Four questions about... rate hikes
The interest rates of central banks influence, to a greater or lesser extent, the interest rates on loans and deposits. Central banks are raising or will raise their rates. What are the effects of such a decision? Here are 4 questions and answers to help you decipher the situation.
1. Why are we currently talking about rate hikes?
- Until last year, weak economic growth and especially very low inflation in the eurozone led the European Central Bank (ECB) to keep rates very low. In this way, it tried to stimulate activity and inflation. In 2014, it even decided to push short-term rates into negative territory.
- But since 2021, inflation has soared, first because of the reopening of the global economy following the favourable evolution of the pandemic, and more recently because of the war in Ukraine. In addition to the currently very high inflation (9% in May in Belgium), inflation expectations for the coming years have risen sharply. This means that households and companies are increasingly expecting higher inflation in the coming years than in the past.
- The ECB is the guarantor of price stability in the medium term, i.e. moderate inflation in the coming years. Therefore, it should act very soon against the rise in current and anticipated inflation by economic agents. To do so, it should gradually raise its interest rates, and probably put an end to negative rates in September.

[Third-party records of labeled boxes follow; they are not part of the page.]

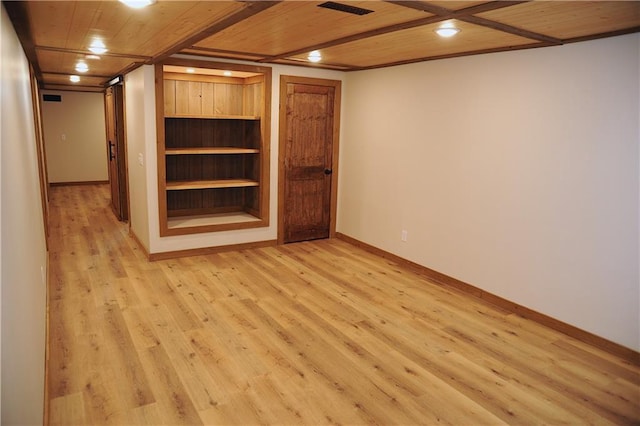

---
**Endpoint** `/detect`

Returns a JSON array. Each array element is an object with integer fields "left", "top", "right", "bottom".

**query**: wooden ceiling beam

[
  {"left": 258, "top": 15, "right": 442, "bottom": 62},
  {"left": 457, "top": 15, "right": 562, "bottom": 45},
  {"left": 42, "top": 71, "right": 112, "bottom": 79},
  {"left": 258, "top": 0, "right": 550, "bottom": 62},
  {"left": 35, "top": 46, "right": 151, "bottom": 61},
  {"left": 389, "top": 0, "right": 562, "bottom": 45},
  {"left": 147, "top": 1, "right": 280, "bottom": 64},
  {"left": 2, "top": 1, "right": 43, "bottom": 83}
]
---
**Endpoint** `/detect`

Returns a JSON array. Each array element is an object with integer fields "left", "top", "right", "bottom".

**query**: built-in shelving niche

[{"left": 156, "top": 59, "right": 271, "bottom": 236}]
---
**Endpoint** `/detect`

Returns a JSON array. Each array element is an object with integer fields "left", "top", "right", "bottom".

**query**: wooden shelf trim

[
  {"left": 167, "top": 179, "right": 259, "bottom": 191},
  {"left": 164, "top": 114, "right": 260, "bottom": 121},
  {"left": 165, "top": 146, "right": 260, "bottom": 155}
]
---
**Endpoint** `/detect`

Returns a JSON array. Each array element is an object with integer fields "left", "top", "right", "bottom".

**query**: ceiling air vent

[{"left": 318, "top": 1, "right": 373, "bottom": 16}]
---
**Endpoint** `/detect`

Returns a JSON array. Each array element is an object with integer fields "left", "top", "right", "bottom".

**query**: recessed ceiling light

[
  {"left": 76, "top": 61, "right": 89, "bottom": 72},
  {"left": 307, "top": 50, "right": 322, "bottom": 63},
  {"left": 435, "top": 22, "right": 460, "bottom": 38},
  {"left": 89, "top": 39, "right": 107, "bottom": 55},
  {"left": 120, "top": 0, "right": 156, "bottom": 9}
]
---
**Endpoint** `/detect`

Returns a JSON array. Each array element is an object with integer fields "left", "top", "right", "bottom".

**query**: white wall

[
  {"left": 125, "top": 56, "right": 345, "bottom": 253},
  {"left": 337, "top": 34, "right": 640, "bottom": 350},
  {"left": 42, "top": 90, "right": 109, "bottom": 183},
  {"left": 124, "top": 65, "right": 157, "bottom": 252},
  {"left": 0, "top": 6, "right": 47, "bottom": 425}
]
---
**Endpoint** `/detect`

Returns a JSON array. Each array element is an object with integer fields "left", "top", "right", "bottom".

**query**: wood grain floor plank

[{"left": 48, "top": 185, "right": 640, "bottom": 425}]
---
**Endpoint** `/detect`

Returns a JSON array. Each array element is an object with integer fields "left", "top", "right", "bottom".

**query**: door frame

[{"left": 278, "top": 75, "right": 342, "bottom": 244}]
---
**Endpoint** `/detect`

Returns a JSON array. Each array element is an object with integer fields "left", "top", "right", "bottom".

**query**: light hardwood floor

[{"left": 48, "top": 185, "right": 640, "bottom": 425}]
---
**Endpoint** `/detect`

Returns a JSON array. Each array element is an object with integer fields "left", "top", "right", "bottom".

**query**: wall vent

[
  {"left": 42, "top": 94, "right": 62, "bottom": 102},
  {"left": 318, "top": 1, "right": 373, "bottom": 16}
]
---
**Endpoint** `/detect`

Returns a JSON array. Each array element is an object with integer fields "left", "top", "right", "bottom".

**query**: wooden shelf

[
  {"left": 167, "top": 211, "right": 260, "bottom": 229},
  {"left": 164, "top": 114, "right": 260, "bottom": 120},
  {"left": 165, "top": 147, "right": 260, "bottom": 155},
  {"left": 167, "top": 179, "right": 259, "bottom": 191}
]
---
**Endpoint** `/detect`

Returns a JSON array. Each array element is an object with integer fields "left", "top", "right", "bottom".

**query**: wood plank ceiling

[{"left": 3, "top": 0, "right": 640, "bottom": 91}]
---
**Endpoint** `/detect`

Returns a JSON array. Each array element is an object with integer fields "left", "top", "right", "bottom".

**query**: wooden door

[
  {"left": 279, "top": 76, "right": 340, "bottom": 243},
  {"left": 105, "top": 85, "right": 128, "bottom": 220}
]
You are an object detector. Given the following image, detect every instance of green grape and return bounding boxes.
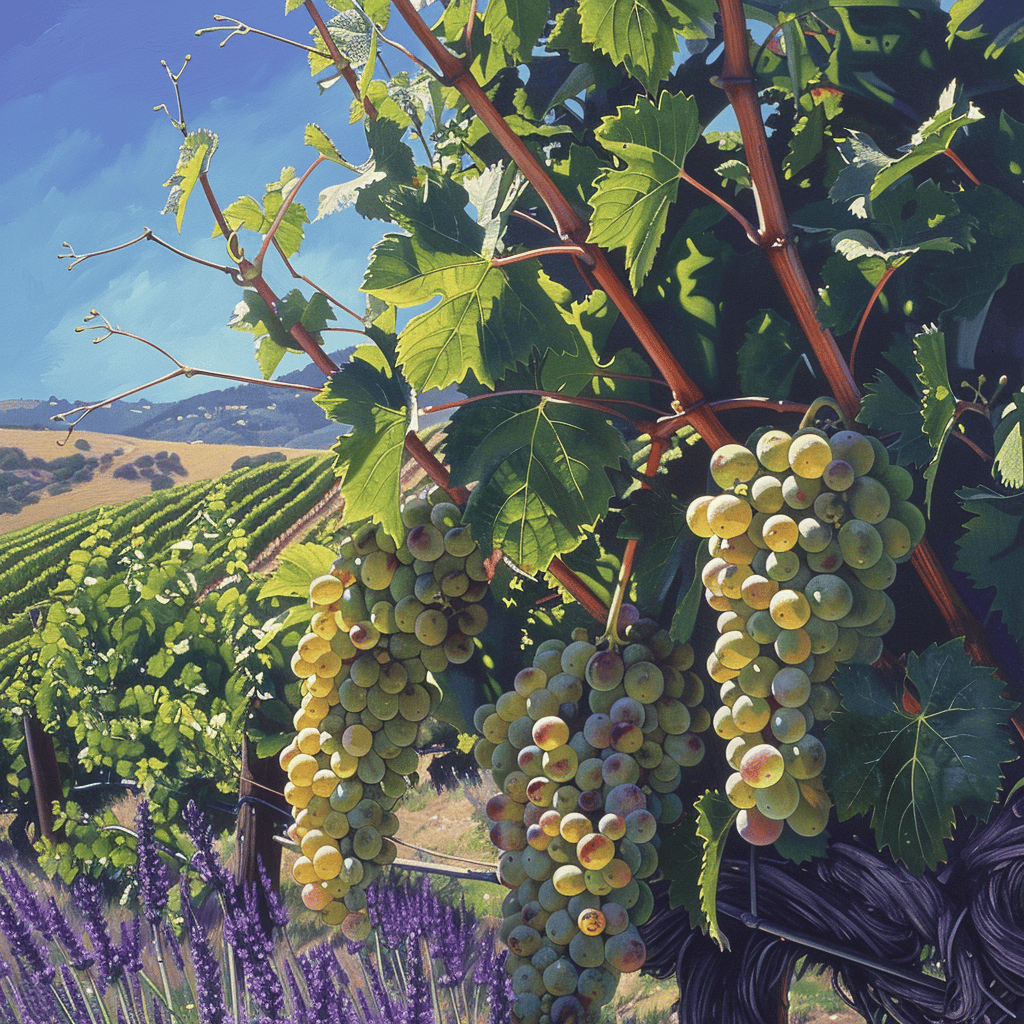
[804,573,853,623]
[782,473,821,509]
[846,476,892,524]
[837,517,884,569]
[853,552,896,590]
[828,430,874,476]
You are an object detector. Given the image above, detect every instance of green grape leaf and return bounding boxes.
[444,394,627,571]
[858,370,933,466]
[485,0,548,63]
[658,814,708,929]
[259,543,338,601]
[302,123,351,167]
[772,828,828,864]
[313,345,410,537]
[696,790,738,951]
[992,391,1024,490]
[362,176,575,391]
[315,160,387,220]
[211,167,309,256]
[162,128,217,234]
[955,487,1024,644]
[579,0,677,93]
[590,92,700,291]
[825,638,1020,874]
[739,309,802,398]
[913,328,956,512]
[870,81,984,199]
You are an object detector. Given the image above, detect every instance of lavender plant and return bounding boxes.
[0,802,510,1024]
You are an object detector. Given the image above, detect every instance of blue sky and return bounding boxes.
[0,0,380,400]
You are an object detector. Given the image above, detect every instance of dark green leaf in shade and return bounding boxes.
[739,309,801,398]
[485,0,548,63]
[772,827,828,864]
[824,638,1020,874]
[929,185,1024,319]
[955,487,1024,644]
[579,0,677,93]
[313,345,410,537]
[992,391,1024,490]
[444,394,627,571]
[259,543,338,601]
[163,128,217,234]
[782,103,825,178]
[913,328,956,512]
[362,176,575,391]
[859,370,933,466]
[590,92,700,291]
[696,790,738,950]
[658,814,708,929]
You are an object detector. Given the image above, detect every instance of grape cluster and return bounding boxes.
[474,606,711,1024]
[281,493,487,941]
[686,427,925,846]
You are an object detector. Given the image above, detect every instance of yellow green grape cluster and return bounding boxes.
[474,606,711,1024]
[686,427,925,845]
[281,493,487,941]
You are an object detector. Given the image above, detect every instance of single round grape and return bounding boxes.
[836,519,883,569]
[765,551,800,583]
[821,459,857,490]
[755,430,793,473]
[782,732,825,779]
[708,495,754,538]
[788,433,834,479]
[686,495,715,538]
[769,708,807,743]
[771,666,811,708]
[845,476,891,523]
[751,473,783,515]
[782,473,821,510]
[710,444,758,490]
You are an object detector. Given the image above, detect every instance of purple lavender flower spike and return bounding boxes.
[46,896,96,971]
[403,936,435,1024]
[0,867,50,939]
[72,874,121,994]
[0,895,56,985]
[60,964,94,1024]
[181,892,228,1024]
[117,918,142,974]
[135,800,171,925]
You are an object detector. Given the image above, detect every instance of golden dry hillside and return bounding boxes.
[0,428,324,534]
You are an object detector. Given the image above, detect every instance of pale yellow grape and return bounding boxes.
[788,433,834,479]
[755,430,793,473]
[708,495,754,540]
[768,588,811,630]
[686,495,715,537]
[710,444,758,490]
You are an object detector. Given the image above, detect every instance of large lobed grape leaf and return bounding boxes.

- Indeed, higher rates slow down the demand for credit and economic activity, which should put a brake on the upward pressure on consumer prices and calm inflation expectations.

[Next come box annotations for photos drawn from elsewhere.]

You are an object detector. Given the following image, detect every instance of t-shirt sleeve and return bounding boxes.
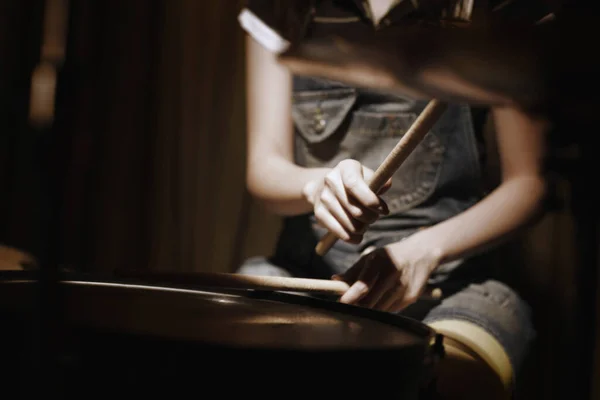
[238,0,311,54]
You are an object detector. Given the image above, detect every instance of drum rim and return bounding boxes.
[0,270,437,343]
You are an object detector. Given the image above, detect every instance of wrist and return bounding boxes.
[387,231,447,272]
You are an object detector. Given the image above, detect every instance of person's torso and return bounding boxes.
[278,2,482,276]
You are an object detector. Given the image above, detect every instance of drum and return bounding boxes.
[0,271,443,399]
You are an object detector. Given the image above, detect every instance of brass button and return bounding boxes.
[314,107,327,133]
[315,118,327,133]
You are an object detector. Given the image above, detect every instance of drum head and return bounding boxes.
[0,270,435,399]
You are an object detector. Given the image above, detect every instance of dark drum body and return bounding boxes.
[0,274,441,400]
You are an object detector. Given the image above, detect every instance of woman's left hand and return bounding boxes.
[332,241,441,312]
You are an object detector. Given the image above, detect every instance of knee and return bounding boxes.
[424,281,535,396]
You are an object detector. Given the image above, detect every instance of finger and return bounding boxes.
[363,166,392,199]
[324,169,363,215]
[340,163,381,210]
[315,202,362,243]
[377,178,392,195]
[340,264,379,304]
[325,176,385,223]
[320,187,366,235]
[361,274,399,308]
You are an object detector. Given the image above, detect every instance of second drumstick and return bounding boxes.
[315,99,448,256]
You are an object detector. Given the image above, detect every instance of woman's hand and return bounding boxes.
[333,242,441,312]
[302,160,391,244]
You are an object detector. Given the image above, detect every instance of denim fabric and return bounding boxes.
[238,77,535,378]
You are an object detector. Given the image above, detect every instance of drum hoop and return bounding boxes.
[0,271,438,346]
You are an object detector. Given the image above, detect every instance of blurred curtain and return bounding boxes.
[54,0,279,272]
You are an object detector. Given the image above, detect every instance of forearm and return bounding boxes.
[247,157,330,216]
[401,176,546,262]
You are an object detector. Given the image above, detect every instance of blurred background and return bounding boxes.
[0,0,600,400]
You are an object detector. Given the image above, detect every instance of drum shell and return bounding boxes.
[0,270,437,399]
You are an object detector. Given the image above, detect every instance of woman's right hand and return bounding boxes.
[302,160,392,244]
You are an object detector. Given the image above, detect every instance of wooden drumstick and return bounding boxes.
[315,99,448,256]
[117,271,349,296]
[116,271,442,299]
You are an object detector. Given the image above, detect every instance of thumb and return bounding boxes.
[362,165,392,195]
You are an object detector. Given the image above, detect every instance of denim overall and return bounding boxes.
[275,77,481,278]
[238,2,535,386]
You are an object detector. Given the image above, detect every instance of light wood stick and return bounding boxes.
[315,99,447,256]
[117,271,349,296]
[116,270,442,299]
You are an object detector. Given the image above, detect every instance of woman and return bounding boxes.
[234,1,545,398]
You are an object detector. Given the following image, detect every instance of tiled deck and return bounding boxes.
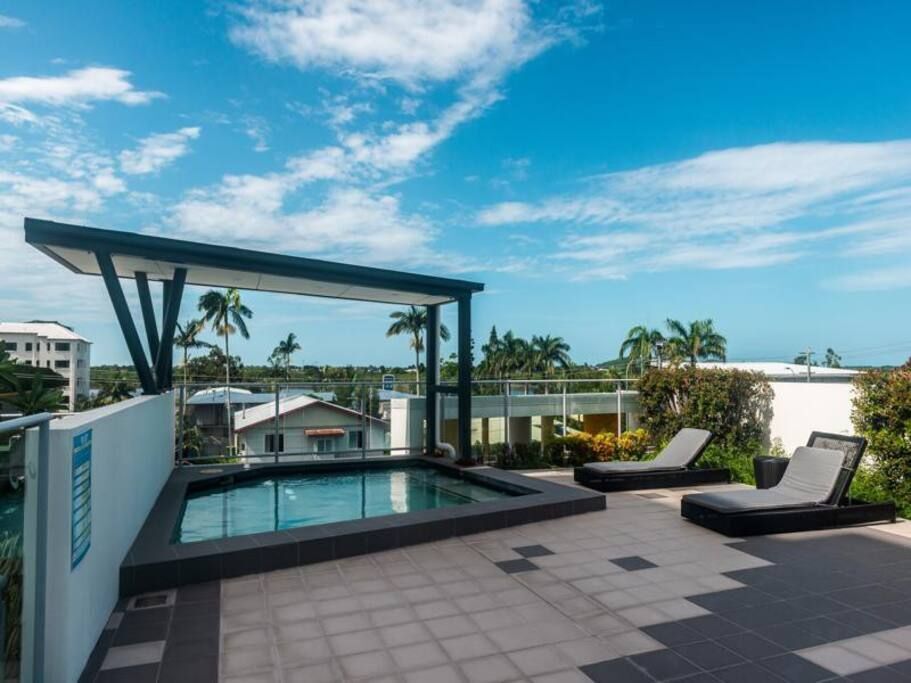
[86,476,911,683]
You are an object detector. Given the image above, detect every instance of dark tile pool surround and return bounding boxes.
[120,457,606,596]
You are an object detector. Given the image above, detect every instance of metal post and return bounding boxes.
[272,384,281,464]
[458,295,472,459]
[503,380,512,450]
[561,382,566,436]
[136,271,158,358]
[32,421,51,683]
[177,384,187,463]
[424,305,440,454]
[615,380,623,436]
[95,252,158,394]
[361,385,369,460]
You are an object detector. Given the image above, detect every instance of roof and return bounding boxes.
[187,387,335,406]
[25,218,484,306]
[696,361,858,379]
[0,321,92,344]
[234,395,383,432]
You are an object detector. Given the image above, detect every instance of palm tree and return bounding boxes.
[386,306,449,394]
[174,319,212,384]
[620,325,664,375]
[272,332,301,381]
[825,347,841,368]
[667,318,728,366]
[531,334,572,379]
[199,287,253,450]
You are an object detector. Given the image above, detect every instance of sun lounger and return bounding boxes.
[574,429,731,491]
[681,432,895,536]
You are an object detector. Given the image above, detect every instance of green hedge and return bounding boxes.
[851,361,911,517]
[639,367,773,484]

2. What are the consequences for market interest rates?
- In anticipation of the ECB's expected moves, long-term rates have already risen. For example, the 10-year rate on Belgian government debt, which was still negative in the summer of 2021, is now close to 1.75%.

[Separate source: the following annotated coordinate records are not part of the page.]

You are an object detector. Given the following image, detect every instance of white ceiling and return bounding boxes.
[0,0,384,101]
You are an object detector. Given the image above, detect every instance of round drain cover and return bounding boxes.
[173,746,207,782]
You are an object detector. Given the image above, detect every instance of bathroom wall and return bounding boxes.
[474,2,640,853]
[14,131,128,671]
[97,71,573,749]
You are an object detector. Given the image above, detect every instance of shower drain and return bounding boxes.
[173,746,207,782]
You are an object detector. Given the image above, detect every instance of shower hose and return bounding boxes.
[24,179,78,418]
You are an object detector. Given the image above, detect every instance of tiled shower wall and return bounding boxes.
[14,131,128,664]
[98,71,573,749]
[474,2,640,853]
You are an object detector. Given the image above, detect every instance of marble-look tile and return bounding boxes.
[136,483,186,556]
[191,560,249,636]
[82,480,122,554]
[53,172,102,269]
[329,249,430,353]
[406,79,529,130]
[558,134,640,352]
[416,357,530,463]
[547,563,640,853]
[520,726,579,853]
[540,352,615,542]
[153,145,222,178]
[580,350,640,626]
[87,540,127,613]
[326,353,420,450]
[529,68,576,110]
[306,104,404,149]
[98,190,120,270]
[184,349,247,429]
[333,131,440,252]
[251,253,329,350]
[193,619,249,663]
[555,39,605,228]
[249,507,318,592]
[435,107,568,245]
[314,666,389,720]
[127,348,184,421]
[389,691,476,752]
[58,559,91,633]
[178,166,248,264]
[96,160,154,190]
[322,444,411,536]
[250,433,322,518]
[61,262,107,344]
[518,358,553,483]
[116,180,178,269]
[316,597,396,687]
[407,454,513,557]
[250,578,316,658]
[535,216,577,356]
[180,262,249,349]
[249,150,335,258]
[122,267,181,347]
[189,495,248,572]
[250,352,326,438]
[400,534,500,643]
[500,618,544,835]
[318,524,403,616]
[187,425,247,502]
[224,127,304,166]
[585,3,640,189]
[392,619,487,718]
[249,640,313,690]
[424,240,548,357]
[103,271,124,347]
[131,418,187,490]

- Short-term rates on the financial markets are also likely to rise very soon, once the ECB has confirmed its own rate hike. This is not a huge move, but it is enough to remove negative rates from the financial markets.
3. How high can rates go?
- The ECB is caught in a difficult situation.
On the one hand, current and expected inflation requires it to act.
But on the other hand, economic activity has been hit hard by a succession of shocks (pandemic, war in Ukraine, supply difficulties).
- Therefore, if we do indeed expect the end of negative rates in the financial markets very soon, it is unlikely that the ECB will have the capacity to raise its rates very sharply. Indeed, a too rapid rise in rates would provoke a recession. The level of interest rates should therefore not rise sufficiently to compensate for the current level of inflation.
4. What to do?
- Saving? It is often advisable to keep the equivalent of 3 to 6 months of income in cash. The end of negative interest rates makes saving a little more attractive, but this will not compensate for the loss in purchasing power of savings due to inflation.
- Investing? Taking risks, depending on your investor profile, in the financial markets or in real estate can bring a potential surplus return in the long run.